They came from New York — 37 of them, trapped with a cannon-net set by Massachusetts wildlife biologists — to the Berkshires, at first. Then new generations spread statewide. Some arrived on two legs and in judders of flight, but most were transplanted by humans.
They made Cape landfall at Otis Air National Guard Base in 1991, the same year the wild turkey was named the state’s official game bird. That’s also the year, says Wellfleet oysterman, tracker, and naturalist Chopper Young, that turkeys touched down on Wellfleet’s High Toss Road. There they bred, learned to live in sand and scrub, to scratch for grubs beside Route 6, to fear no car or bike or city tourist. They made themselves at home here.
Turkeys had been here before. But the last known native bird was killed in 1851. Now, the Outer Cape’s share of Massachusetts’s 35,000 wild turkeys — “that number’s conservative,” says David Scarpitti, Turkey and Upland Game Project Leader for the Div. of Fisheries and Wildlife — are emerging into plain sight, looking for love.
But wait — a correction from Irwin Schorr, the Cape Cod Museum of Natural History’s “turkey guy”: wild turkeys do not fall in love. Some swans, cranes, titmice, and geese mate for life. So does the macaroni penguin. But the wild turkey is made of fickler stuff. “I guess,” says Scarpitti, “I’d say they’re amorous.”
All fall and winter, wild turkeys amble. They amble in drab rafters — flocks — through chosen stretches two miles wide, at most. The turkeys you see one December day are likely the same ones you saw the week before. Theirs is an unfussy life, says Schorr. They scrounge for acorns, rosehips, bugs. They stop traffic, tear up lawns. In the October-November hunting season (and again in the spring), they sometimes run from the bows and barrels of Cape Cod’s hunting folk. “That gives the birds a little life value,” says Young.
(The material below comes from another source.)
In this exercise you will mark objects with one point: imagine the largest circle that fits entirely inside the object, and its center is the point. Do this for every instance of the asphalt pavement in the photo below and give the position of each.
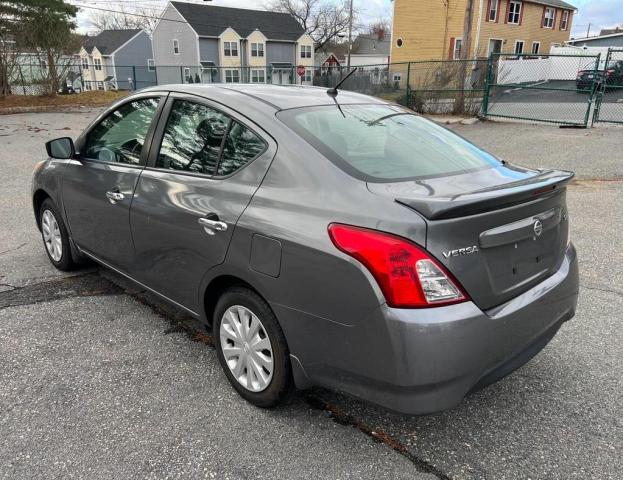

Then spring kicks into gear. Real daylight makes a comeback — and all at once, says Scarpitti, “eons of evolution” remind the turkey what to do.
Even in nonbreeding months, the rafter’s tom is striking. Tactful Schorr calls him “big-boned.” He is black, wing-barred, bearded from the breastbone. Caruncles — warts, nubs, “a bad case of acne,” says Schorr — dot his grayish head. His wattle swings below his neck. On his beak sits a fleshy horn: his snood. He is, says Scarpitti, “quite physically impressive.” He is, says Young, “sure something.”
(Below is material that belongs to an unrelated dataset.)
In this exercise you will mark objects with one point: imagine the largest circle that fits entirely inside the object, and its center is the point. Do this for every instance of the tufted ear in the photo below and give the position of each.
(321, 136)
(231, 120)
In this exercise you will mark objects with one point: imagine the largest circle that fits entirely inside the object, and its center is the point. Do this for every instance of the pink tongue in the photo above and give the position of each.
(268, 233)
Come April, the tom ambles no more: springtime is for strutting. Amorous, the tom rediscovers his potential. His head stays gray when he chooses, but he all at once has range. He can make himself red, or blue, or white. Those caruncles can turn purple. His snood snaps back into action; reddens, swells, extends over the beak, and dangles. His springtime snood is a tom’s pride. When he fights a rival, he goes straight for the snood. “The goal is to disfigure,” says Schorr. “The ladies like a good-looking snood.”
The mood strikes — and in an instant, his tail unfolds. His breast and back puff out; he is twice his normal size, velvety, all iridescent greens and reds. His face flushes. His snood droops. He turns his crown pure white. Then he pulls his head back, drops his wings, and gobbles.
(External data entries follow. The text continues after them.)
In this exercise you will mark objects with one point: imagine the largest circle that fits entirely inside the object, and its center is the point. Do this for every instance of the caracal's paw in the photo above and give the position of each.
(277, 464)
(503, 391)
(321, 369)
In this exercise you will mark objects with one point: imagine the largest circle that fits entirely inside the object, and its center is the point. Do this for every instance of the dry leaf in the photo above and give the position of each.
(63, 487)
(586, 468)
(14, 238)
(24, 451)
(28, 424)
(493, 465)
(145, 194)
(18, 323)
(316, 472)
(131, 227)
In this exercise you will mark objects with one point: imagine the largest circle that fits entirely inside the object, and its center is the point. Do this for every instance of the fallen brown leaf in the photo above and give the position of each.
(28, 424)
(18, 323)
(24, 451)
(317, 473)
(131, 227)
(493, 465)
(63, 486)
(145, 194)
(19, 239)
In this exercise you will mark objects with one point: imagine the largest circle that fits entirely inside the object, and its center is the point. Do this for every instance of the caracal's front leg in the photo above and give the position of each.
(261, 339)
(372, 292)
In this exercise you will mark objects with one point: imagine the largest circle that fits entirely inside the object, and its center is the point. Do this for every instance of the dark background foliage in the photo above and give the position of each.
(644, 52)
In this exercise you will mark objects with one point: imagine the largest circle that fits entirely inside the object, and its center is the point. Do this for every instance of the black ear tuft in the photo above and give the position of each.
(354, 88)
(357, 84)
There’s no better description, says Scarpitti. “A turkey gobble just sounds like a turkey gobble. Nothing can really make a noise like it.” So, the tom gobbles. He drums, too, and spits, and, stomps, and puts on the greatest show he can — all for those green-drab hens who will, truth be told, says Schorr, “mate with any male who comes around.”
As April ends, the toms will fold up their tail fans and the hens will turn domestic. They’ll lay 12 or 15 eggs in a ground-leaf nest. The first week of June, their poults will hatch, try to live long enough to fly. They’ll amble their way through fall, and if they dodge the hunters, next time around, they’ll jockey for a spot in the ritual.
But that’s a long way away. What you have before you now is this year’s wild turkey courting season. And, says Schorr, “It’s something to witness.”
The spring turkey hunting season in Massachusetts opens on Monday, April 26 and ends on May 22. For details, search for turkey hunting on the mass.gov website.